En el maquillaje, en la ropa, en bolsos y zapatos, en papelería y hasta en cápsulas vaginales. También en los hashtags de La Vecina Rubia. La omnipresencia de la purpurina deja un rastro centelleante sobre la pasarela y las redes sociales: “Es la superestrella del look actual” ha llegado a decir de ella el make up artist Michele Magnani, erigiéndola, junto a otras firmas, a protagonista de muchas de las propuestas de belleza para la próxima primavera. En Instagram, la ya célebre app Kira Kira se presta a las bondades del ‘brilli brilli’ entre las cuentas más populares de la moda y otras se han hecho famosas gracias precisamente al uso que hacen de ella, como la de la artista Sarah Shakeel, cuya obra se viralizó por utilizar el ‘glitter’ para elevar las estrías a categoría de arte.

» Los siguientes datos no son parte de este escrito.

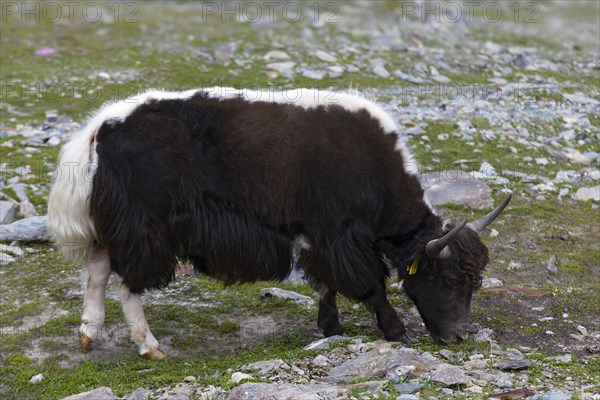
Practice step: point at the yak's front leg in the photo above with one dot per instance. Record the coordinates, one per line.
(387, 318)
(138, 325)
(98, 271)
(328, 319)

Mientras frases como “las penas con purpurina son menos penas” no dejan de acumular ‘me gustas’ en Internet, hay ciertos sectores que se están rebelando contra el uso indiscriminado de estos destellos. El verano pasado varios ginecólogos llamaron a la cautela por la incipiente tendencia relacionada con las Passion Dust, unas píldoras con purpurina que se introducían en la vagina para que luciese y supiese mejor: “La vagina contiene un delicado equilibrio de bacterias beneficiosas que están ahí para protegerla. Si una mujer introduce objetos extraños en ella, corre el riesgo de alterar ese equilibrio, lo que podría llevar a infecciones como vaginosis bacteriana o candidiasis vaginal o inflamación”, recogía The Independent.

En noviembre salió la noticia de que la cadena británica de guarderías Tops Day había prohibido este material artístico por los peligros que entrañaba para el medio ambiente. Fue precisamente en este mes cuando saltaron las alarmas sobre la posible prohibición de la que se hablaba entre varios científicos como la antropóloga medioambiental Trisia Farrelly, que atrajo la atención medios internacionales a raíz de una entrevista que concedió al medio Stuff.  ¿La razón para estar vetado? Ser considerado un microplástico que puede poner en peligro el ecosistema marino.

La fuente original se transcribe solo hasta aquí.